И на столешнице рядом с бутылкой оказался потускневший от времени «смит-энд-вессон».
– Как скажешь! – отчеканил Цуке, поправляя воротник и размазывая по виноватой физиономии подобие улыбки. – Бармен, один кисель, пожалуйста!
Придя в норму, мужчина глотнул хмельной жидкости и посмотрел на бутылку. Пойло заслуживало похвалы. Как будто бы напиток с прошлого его посещения стал другим: более вкусным и более насыщенным. Тут же отведал пирога, а потом призадумался пуще, словно старался припомнить какую-то важную вещь, попутно осмотрел посетителей в баре и, поспешил вернуться к диалогу:
– Да я просто ЛЮБЛЮ убивать людей и, мне кажется, ничего в этом плохого нет. Знаешь, почему жизнь человека никогда не ценилась? Потому что сама по себе она ничего не значит. Все, что делает человек за отпущенное ему время, так это потребляет ресурсы матушки планеты, ничего не отдавая взамен. Люди всю историю занимались только войнами и разрушениями. Везде и во все времена сеяли смерть, мать их, черт возьми, за ногу! – тут он прервался и крикнул в сторону, – эй, Брассар, поставь что-нибудь заводное, сидим как в могиле, ей богу! – сказав это, рассказчик вернулся к прежнему слушателю, – мы сами себе придумали, что человеческая жизнь есть что-то стоящее. Скорей всего, она, возможно, имеет относительную ценность. Вот, Цуке, попробуй кто-нибудь покуситься на твою жизнь, и я, бесспорно, заступлюсь за тебя. Ты для меня что-то значишь. Потому что я знаю тебя. Но вот этим паршивцам до тебя дела нет. Порешат за кусок любой х**ни, которую можно затолкать в желудок, даже глазом не моргнут – он обвел пальцем сидящих в баре, – хоть та андромеда, обхаживающая толстяка; хоть тот парень в смокинге, который сидит за роялем… сыграл бы хоть что-нибудь, а? В то же время, пристрели я кого-нибудь из них: ту барышню заработкового характера, или того лема, что чистит ногти, и мы не почувствуем абсолютно ничего. Я их не знаю – ты их не знаешь.
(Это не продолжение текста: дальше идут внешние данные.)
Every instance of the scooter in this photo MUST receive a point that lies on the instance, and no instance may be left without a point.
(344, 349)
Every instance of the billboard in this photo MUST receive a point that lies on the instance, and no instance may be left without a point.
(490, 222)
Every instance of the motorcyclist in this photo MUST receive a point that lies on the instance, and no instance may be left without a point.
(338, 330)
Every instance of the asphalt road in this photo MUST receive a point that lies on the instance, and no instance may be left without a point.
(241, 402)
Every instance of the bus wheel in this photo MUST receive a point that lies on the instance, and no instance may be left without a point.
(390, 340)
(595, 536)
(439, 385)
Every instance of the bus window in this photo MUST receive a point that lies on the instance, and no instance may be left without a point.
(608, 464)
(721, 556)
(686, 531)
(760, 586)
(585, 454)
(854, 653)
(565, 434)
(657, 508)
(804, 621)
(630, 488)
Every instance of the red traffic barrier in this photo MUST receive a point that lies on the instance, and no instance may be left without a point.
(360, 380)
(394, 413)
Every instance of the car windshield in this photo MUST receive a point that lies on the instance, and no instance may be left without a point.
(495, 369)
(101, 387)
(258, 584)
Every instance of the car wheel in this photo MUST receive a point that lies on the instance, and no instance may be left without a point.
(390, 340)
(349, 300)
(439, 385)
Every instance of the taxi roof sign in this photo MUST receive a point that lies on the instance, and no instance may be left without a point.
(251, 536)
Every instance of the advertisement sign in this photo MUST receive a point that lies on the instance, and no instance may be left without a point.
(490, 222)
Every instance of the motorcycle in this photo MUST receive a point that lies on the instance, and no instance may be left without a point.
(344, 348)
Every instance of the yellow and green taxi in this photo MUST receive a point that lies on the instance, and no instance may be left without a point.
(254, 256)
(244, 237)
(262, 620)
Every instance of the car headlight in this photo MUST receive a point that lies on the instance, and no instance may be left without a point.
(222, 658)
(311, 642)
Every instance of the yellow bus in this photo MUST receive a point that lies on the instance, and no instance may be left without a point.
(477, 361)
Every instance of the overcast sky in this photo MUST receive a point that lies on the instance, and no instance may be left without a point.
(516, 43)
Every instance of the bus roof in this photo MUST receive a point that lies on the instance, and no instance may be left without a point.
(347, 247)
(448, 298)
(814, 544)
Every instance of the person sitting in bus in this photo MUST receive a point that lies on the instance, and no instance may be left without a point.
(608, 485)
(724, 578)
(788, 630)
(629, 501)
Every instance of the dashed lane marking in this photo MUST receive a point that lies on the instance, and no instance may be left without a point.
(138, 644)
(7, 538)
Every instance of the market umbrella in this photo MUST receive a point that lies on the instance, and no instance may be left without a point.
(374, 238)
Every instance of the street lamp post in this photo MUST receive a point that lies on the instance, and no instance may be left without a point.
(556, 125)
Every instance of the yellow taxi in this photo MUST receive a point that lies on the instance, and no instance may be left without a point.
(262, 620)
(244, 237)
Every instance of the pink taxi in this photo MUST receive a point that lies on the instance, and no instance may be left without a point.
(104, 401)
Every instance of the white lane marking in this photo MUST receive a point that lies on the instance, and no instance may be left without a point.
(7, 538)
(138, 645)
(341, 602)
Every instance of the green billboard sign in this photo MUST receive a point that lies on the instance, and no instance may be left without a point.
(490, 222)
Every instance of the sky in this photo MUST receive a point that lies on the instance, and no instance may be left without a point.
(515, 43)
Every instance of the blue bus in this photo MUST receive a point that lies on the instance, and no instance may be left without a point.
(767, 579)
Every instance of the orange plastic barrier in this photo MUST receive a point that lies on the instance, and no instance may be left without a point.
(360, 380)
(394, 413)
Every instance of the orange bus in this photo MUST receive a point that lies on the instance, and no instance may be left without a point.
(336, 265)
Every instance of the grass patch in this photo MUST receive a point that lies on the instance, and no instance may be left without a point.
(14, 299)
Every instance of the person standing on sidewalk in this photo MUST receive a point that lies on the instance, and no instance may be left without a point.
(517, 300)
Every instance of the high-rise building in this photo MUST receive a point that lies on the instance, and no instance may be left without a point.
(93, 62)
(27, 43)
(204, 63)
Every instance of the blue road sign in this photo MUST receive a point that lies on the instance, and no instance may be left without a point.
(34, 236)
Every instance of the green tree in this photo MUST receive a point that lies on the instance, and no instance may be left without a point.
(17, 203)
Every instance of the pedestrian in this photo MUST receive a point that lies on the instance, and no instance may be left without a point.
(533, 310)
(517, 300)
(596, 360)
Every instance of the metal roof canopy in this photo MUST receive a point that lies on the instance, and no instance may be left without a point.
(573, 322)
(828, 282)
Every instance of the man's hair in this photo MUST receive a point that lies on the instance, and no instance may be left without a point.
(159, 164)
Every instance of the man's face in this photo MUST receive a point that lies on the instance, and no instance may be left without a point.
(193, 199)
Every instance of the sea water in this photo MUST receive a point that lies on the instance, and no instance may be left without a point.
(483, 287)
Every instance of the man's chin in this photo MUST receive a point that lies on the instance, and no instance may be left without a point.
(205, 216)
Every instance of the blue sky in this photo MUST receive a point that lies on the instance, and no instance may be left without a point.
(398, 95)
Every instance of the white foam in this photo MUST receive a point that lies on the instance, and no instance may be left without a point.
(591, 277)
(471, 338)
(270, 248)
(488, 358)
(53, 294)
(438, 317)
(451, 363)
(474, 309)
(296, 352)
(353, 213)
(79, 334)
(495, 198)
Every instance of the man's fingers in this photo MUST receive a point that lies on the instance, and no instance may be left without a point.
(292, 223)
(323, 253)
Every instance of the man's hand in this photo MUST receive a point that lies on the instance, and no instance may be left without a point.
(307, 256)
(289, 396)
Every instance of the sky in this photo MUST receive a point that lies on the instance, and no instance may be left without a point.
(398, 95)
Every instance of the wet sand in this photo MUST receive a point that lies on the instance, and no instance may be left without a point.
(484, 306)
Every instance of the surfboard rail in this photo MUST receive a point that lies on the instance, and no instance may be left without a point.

Что они такого нам сделали, чтобы вызвать внутри нас какие бы то ни было эмоции? Ты скажешь: «возлюби ближнего своего» – чаще всего за этими словами прячется тот, кого обезоружили, а я скажу: «держи мозги на чеку», – запомни это, Цуке. Великая Катастрофа ничего в этом мире не поменяла: ублюдки как были, так и остались. Завуалировали грехопадение человека библейскими россказнями о Еве и Сатане в образе Змея и довольные успокоились: «наши сущности уже от рождения порочны», «не мы такие, а жизнь такая, «Асус придет и спасет нас, если мы покаемся». Что за х**нь?!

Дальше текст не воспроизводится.